Dear Mother I would like you to find out on the quay what is an American dollar worth there for I am sorry I didn’t put the 50 dollars in a latter and sent it to you for a man in our Compy. sent 100 dollars in a letter home to London, England and it went all wright and moreover I could send you money far oftener– they would change it on the quay for you I should think as well as London, now don’t forget to let me know in your next letter. Dear Mother I remember by your last letter that you wanted to know is there any people out here or is there any winter. Well I will tell you there is a little town 4 miles from the post with about 40 people that is all, they call it a town it has about 4 or 5 log buildings and for the winter, I need not tell. [illegible- For?] 3 or 4 hours one night last week it snowed it was more than [illegible] high the snow. The stage or mail coach drove into the river [illegible] road it was coming down so heavy the driver could not see [illegible- over the?] horses heads and three people was nearly killed, the 4 horses [illegible]. So you many guess the winter that is here by that.

Dear Mother if you have got the money I would like to send me the Dublin Nation newspaper every week to read by giving them my name and address. It would come to me, they would send it themselves from their office for to me for about 4s the price for six months. Dear Mother when I am paid I will send you some money also for some newspapers. A few dollars here is nothing to lay out and to send it home it would look something, it would give you as much reading for a year as you would wish besides having home news. When I get a letter from you I will send you some money for to give for papers. Its greenbacks I will send you when I hear from you about them in your letter by you seeing at the exchange office this side of the Custom House on Eden Quay.

Dear Mother I have in 11 months of my time to-day and against you get this I will have close on one year, so I intend to forward myself in reading, writing and so forth for the next 2 years. I am going on very well as you will see, the last letter I wrote to you I was only Corpl. but now I am a Sergeant so you must know that I am conducting myself well or a man won’t be raising in the army.

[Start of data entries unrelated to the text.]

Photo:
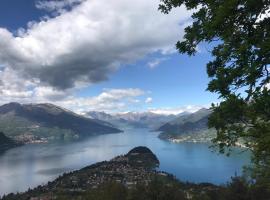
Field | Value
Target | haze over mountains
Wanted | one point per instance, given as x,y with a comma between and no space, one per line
190,126
133,119
194,125
31,122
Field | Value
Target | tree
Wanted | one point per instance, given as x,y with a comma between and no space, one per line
239,32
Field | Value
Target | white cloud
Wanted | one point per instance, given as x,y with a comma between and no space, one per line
110,100
56,5
154,63
148,100
89,42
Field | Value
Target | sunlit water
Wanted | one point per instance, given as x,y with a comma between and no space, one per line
31,165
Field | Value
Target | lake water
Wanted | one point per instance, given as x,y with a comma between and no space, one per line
34,164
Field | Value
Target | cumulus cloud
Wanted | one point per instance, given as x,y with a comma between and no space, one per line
89,42
57,6
110,100
148,100
154,63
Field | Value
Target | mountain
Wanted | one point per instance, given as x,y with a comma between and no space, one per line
6,143
133,119
42,122
189,126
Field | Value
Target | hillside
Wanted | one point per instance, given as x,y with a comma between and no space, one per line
188,127
124,177
132,119
6,143
42,122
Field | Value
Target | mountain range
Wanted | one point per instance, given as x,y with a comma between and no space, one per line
6,143
132,119
191,126
32,122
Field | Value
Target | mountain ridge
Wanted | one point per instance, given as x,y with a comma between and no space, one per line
45,120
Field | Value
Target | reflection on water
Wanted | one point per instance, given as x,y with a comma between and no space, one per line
35,164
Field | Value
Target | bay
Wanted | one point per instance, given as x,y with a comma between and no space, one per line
34,164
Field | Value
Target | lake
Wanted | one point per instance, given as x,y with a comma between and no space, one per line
34,164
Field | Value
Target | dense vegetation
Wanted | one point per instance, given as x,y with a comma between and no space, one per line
239,32
6,143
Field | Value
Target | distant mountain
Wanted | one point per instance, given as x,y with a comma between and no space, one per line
191,125
133,119
6,143
32,122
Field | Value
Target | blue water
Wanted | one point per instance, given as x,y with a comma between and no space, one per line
34,164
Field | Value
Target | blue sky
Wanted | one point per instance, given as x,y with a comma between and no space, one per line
136,79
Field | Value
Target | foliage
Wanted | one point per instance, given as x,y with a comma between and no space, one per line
239,32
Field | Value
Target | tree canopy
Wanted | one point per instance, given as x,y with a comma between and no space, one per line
239,33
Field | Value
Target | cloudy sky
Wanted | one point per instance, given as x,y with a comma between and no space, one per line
112,56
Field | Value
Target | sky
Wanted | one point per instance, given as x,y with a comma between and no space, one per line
112,56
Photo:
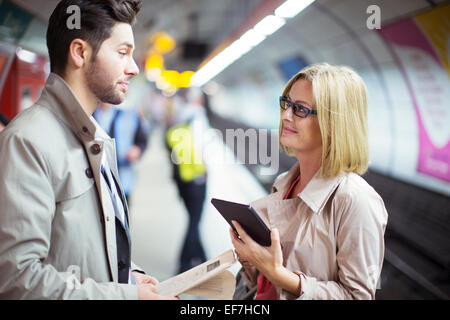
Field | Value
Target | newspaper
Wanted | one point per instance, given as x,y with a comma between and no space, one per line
210,279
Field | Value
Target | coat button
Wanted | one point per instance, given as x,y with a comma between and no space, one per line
89,173
95,149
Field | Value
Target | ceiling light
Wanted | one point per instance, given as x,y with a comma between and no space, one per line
250,39
269,25
291,8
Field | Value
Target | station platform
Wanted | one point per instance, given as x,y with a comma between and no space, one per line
158,215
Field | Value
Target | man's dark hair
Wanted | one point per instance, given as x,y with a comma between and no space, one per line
98,17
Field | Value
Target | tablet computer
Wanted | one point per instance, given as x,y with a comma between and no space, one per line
247,218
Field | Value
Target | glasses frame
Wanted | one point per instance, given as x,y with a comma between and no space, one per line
296,106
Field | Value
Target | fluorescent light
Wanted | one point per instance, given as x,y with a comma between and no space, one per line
26,56
291,8
269,25
250,39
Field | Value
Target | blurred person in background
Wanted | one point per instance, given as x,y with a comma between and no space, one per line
3,122
327,223
186,128
131,136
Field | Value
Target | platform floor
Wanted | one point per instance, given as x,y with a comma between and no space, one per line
159,218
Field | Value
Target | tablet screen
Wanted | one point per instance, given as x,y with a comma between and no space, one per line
247,218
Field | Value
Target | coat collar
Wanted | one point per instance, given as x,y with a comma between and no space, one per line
317,191
59,97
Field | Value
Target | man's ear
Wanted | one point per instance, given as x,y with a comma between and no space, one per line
79,53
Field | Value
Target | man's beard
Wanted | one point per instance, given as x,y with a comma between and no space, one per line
100,85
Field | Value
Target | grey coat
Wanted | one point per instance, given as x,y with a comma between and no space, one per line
55,224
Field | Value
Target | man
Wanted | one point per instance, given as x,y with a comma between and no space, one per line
64,222
3,122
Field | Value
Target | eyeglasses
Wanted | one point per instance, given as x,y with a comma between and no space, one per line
298,109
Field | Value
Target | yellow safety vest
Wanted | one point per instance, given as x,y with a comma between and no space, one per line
189,160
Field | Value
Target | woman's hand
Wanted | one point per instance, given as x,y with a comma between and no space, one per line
268,260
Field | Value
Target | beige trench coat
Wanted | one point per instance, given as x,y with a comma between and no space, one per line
55,223
332,234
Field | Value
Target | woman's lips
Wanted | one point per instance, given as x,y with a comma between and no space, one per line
288,131
124,85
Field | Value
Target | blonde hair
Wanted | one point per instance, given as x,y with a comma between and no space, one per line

I must conclude with wishing you a merry Christmas and a happy new year.

No more at present from your affection son Thomas Mangan.

Direct for Sergt. Thomas Mangan Co. E 3rd Batt. 18th U.S. Inftry.

Fort Sedgwick Col. Ter.

Give my best respects to Mrs. Nolan, let me know how is her health, is her stock going on well. I hope both her and her business is for they could not go on better than I would wish, indeed I think I will see her yet in Ship Street and have a glass of cordial with her. Give my respects also to Mrs. Smyth & Eliza I hope they are going on well too as to Humphry I suppose he is in the country now if not he is any how in O’Briens with James and likewise to Mrs. Hart and husband and to all enquiring old friends let me know about James Routledge, James Daniel, Johnny Wichkam and all the boys. Tell Johnny Wickham to tell James Daniel I was asking for him I would like to hear from him, indeed enclosed is my directions for him to write to me. Tell Johnny Wickham to tell James Daniel to come to you for my directions if he gets them fro you let me know and if he is going to write and when to me.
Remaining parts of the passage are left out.